労働者が、事業場外で業務に従事する場合、労働時間を使用者側が把握することが困難といえます。
このような場合に備えて、労働基準法上は、事業場外みなし制度というものを設けております。
本日は、当該事業場外みなし制度の概要をご紹介いたしますので、ご参照いただけますと幸いです。
1 事業場外みなし制度について
労働者が、労働時間の全部または一部について事業場外で業務に従事した場合において、労働時間を算定し難いときは、所定時間労働したものとみなされます(労働基準法38条の2第1項本文)。
ただし、当該業務を遂行するためには通常所定労働時間を超えて労働することが必要となる場合においては、当該業務の遂行に通常必要とされる時間労働したものとみなされます同条1項但書)。
もっとも、この場合、事業場の労使協定があれば、当該協定に定める時間を当該業務の遂行に通常必要とされる時間とみなされます(同条2項)。
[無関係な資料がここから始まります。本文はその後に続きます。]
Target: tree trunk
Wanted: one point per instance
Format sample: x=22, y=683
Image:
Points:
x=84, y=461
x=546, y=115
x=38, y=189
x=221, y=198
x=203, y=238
この点について、阪急トラベルサポート事件(最判平成26.1.24)では、①業務の性質、内容や②その遂行の態様、状況等、③本件会社と添乗員との間の業務に関する指示及び④報告の方法、内容やその実施の態様、状況等を踏まえて、労働基準法38条の2第1項但書にいう「労働時間を算定しがたいとき」に該当するかどうかの判断をしました。
以上のとおり、事業場外みなし制度は設けられておりますが、どのような場合にも適用されるものではなく、一定の規律の下に認められるものといえますので、注意が必要です。